Facebook announces major advertising revamp on concerns over offensive content
29 Jun 2013
In a bid to deal with concerns about offensive content, Facebook has announced a major revamp of its advertising systems.
There would now be new restrictions on where adverts appeared on the site.
Marks and Spencer and BSkyB were among companies that suspended advertising after complaints that ads had been placed on pages with offensive material.
The social network now plans to remove any advertising from many of its pages.
Facebook's move comes after a Sky promoting an M&S voucher.
The advert was placed on a Facebook page called "cute and gay boys" featuring photographs of teenage boys.

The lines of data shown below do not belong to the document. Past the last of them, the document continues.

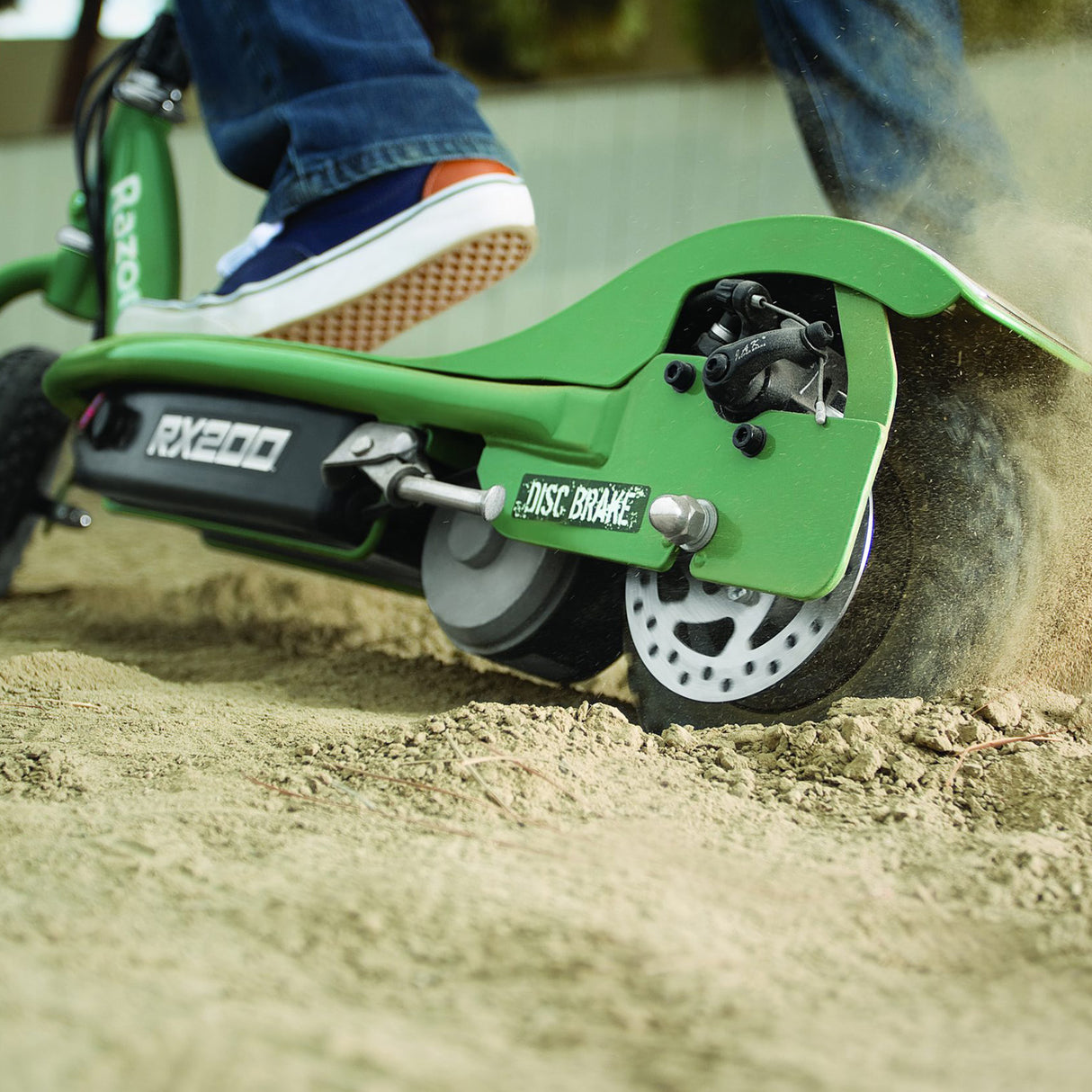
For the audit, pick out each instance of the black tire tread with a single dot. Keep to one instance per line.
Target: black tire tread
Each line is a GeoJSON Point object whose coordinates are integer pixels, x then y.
{"type": "Point", "coordinates": [31, 432]}
{"type": "Point", "coordinates": [936, 592]}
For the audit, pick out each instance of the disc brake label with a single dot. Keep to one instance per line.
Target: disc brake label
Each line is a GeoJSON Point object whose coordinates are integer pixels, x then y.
{"type": "Point", "coordinates": [579, 503]}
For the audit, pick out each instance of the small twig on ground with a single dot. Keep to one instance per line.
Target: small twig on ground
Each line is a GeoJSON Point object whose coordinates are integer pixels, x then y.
{"type": "Point", "coordinates": [486, 787]}
{"type": "Point", "coordinates": [59, 701]}
{"type": "Point", "coordinates": [433, 828]}
{"type": "Point", "coordinates": [961, 756]}
{"type": "Point", "coordinates": [503, 756]}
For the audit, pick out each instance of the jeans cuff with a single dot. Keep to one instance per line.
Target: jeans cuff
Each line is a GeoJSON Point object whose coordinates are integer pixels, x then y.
{"type": "Point", "coordinates": [302, 183]}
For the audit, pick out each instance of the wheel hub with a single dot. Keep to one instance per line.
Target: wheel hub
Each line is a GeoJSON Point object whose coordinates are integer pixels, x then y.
{"type": "Point", "coordinates": [716, 643]}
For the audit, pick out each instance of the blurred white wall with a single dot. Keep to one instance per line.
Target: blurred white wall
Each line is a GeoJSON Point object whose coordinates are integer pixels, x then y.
{"type": "Point", "coordinates": [617, 170]}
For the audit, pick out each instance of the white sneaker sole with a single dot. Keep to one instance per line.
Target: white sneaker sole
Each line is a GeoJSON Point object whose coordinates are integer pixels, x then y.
{"type": "Point", "coordinates": [376, 285]}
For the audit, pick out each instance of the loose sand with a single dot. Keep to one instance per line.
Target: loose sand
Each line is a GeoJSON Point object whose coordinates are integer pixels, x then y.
{"type": "Point", "coordinates": [265, 830]}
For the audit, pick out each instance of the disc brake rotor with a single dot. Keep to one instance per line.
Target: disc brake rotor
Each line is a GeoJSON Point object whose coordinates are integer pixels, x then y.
{"type": "Point", "coordinates": [715, 643]}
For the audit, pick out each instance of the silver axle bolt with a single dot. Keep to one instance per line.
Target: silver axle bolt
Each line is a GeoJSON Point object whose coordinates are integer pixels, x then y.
{"type": "Point", "coordinates": [416, 489]}
{"type": "Point", "coordinates": [685, 521]}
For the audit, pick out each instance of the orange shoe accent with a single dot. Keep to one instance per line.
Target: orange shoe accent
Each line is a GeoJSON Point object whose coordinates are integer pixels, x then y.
{"type": "Point", "coordinates": [458, 170]}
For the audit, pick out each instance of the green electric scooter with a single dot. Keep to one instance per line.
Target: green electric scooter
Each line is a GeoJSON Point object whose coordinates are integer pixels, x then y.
{"type": "Point", "coordinates": [709, 464]}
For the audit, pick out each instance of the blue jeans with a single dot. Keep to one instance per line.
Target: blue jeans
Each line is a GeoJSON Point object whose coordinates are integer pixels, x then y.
{"type": "Point", "coordinates": [896, 131]}
{"type": "Point", "coordinates": [307, 97]}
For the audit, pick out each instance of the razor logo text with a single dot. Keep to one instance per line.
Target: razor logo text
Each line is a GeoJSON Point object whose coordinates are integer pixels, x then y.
{"type": "Point", "coordinates": [219, 442]}
{"type": "Point", "coordinates": [123, 197]}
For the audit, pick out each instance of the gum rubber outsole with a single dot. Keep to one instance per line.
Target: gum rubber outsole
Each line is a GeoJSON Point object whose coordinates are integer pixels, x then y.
{"type": "Point", "coordinates": [363, 323]}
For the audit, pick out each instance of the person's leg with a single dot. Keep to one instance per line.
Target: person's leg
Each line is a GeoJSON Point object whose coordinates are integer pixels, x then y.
{"type": "Point", "coordinates": [894, 128]}
{"type": "Point", "coordinates": [389, 200]}
{"type": "Point", "coordinates": [307, 98]}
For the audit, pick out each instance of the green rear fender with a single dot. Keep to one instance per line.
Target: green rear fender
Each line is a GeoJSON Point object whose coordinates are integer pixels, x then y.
{"type": "Point", "coordinates": [605, 419]}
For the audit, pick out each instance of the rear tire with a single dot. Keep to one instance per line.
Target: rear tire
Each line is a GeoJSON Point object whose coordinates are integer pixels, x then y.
{"type": "Point", "coordinates": [944, 571]}
{"type": "Point", "coordinates": [31, 434]}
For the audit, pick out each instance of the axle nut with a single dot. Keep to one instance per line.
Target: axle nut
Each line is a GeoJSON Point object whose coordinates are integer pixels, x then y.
{"type": "Point", "coordinates": [749, 439]}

In a blogpost yesterday, Facebook said: "We recognize we need to do more to prevent situations where ads are displayed alongside controversial Pages and Groups. So we are taking action."
According to the company, from Monday it would implement a new process to determine which pages or groups should feature adverts alongside the content.

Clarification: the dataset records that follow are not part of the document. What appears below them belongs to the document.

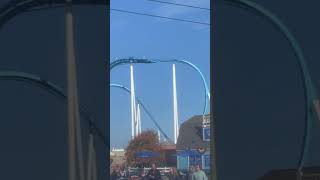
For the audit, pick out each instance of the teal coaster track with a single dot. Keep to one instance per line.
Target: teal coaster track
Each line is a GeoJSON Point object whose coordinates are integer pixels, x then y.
{"type": "Point", "coordinates": [150, 61]}
{"type": "Point", "coordinates": [15, 7]}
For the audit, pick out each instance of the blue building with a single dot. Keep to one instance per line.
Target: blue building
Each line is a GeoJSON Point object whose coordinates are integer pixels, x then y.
{"type": "Point", "coordinates": [193, 144]}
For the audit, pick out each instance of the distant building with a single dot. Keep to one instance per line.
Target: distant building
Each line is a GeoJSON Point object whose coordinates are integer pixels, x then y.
{"type": "Point", "coordinates": [117, 156]}
{"type": "Point", "coordinates": [169, 151]}
{"type": "Point", "coordinates": [194, 139]}
{"type": "Point", "coordinates": [309, 173]}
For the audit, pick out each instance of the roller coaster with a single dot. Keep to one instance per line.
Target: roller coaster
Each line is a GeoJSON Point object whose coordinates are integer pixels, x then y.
{"type": "Point", "coordinates": [11, 9]}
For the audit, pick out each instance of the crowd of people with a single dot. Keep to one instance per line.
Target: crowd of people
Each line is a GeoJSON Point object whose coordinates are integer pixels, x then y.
{"type": "Point", "coordinates": [194, 173]}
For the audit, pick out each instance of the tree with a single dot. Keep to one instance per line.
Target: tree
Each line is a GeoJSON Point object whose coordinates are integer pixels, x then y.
{"type": "Point", "coordinates": [146, 141]}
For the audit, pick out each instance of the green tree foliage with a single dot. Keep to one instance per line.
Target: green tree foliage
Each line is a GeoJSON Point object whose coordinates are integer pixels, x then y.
{"type": "Point", "coordinates": [146, 141]}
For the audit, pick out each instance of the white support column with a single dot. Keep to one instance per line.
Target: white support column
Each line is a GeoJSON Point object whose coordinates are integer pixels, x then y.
{"type": "Point", "coordinates": [159, 136]}
{"type": "Point", "coordinates": [139, 119]}
{"type": "Point", "coordinates": [175, 106]}
{"type": "Point", "coordinates": [133, 104]}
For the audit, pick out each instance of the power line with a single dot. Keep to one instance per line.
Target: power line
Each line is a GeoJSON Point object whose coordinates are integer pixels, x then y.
{"type": "Point", "coordinates": [178, 4]}
{"type": "Point", "coordinates": [163, 17]}
{"type": "Point", "coordinates": [129, 12]}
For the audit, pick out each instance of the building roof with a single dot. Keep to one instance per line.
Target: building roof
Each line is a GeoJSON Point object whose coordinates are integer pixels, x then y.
{"type": "Point", "coordinates": [190, 134]}
{"type": "Point", "coordinates": [308, 172]}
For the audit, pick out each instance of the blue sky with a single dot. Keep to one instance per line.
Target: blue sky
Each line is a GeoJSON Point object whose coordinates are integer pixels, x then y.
{"type": "Point", "coordinates": [142, 36]}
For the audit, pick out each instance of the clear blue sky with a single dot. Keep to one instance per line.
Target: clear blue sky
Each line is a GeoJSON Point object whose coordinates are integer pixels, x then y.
{"type": "Point", "coordinates": [142, 36]}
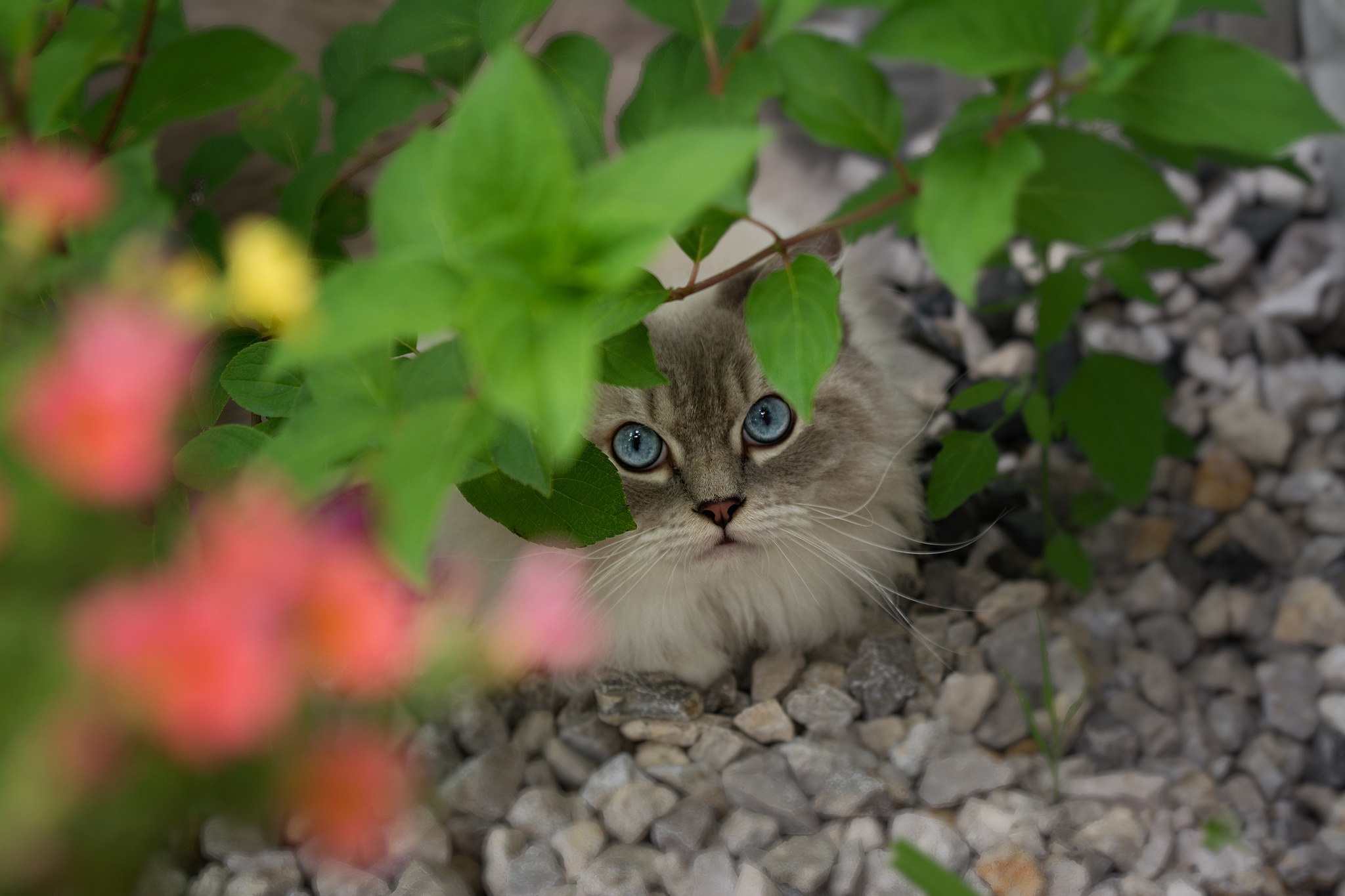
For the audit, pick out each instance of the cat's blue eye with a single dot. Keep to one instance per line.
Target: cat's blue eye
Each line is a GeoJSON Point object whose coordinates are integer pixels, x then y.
{"type": "Point", "coordinates": [636, 446]}
{"type": "Point", "coordinates": [768, 421]}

Pages featuring any violent, graphic or sexual content, even if such content did not fall foul of the company's rules would have no adverts.
BBC reports citing a source, as saying Facebook would create a "gold standard" of around 10,000 pages that were deemed suitable for adverts, and then inspect other pages to see if they could be added to the list. All adverts would be removed from other pages.
Meanwhile, ever since Facebook introduced its ad exchange last year, advertisers had been flocking to run ads targeted at users based on the websites they had visited in recent hours or days. However, until last month, those ads could run only on the less-noticed right-hand side of the page, not down the middle in the prime space called news feed.
Now that advertisers can run these so-called retargeted ads–spots served to users based on their recent web travels, rather than on their interests gleaned from their Facebook activities - in the news feed, these have turned out to be a veritable goldmine, a new report from retargeting firm AdRoll reveals.
The company reviewed campaigns from 547 advertisers serving over 1 billion ''impressions,'' or views of ads, since May, and compared three types of retargeted ads: those served on the right-hand side from the Facebook Exchange, exchange ads served into the news feed, and standard retargeted web ads.
The report found that retargeted ads in the news feed had a click rate over 50 times than those on the right-hand side and over 20 times that of standard web ads. Also the prices of those news feed ads were half those on the right-hand side and a fifth of web ads.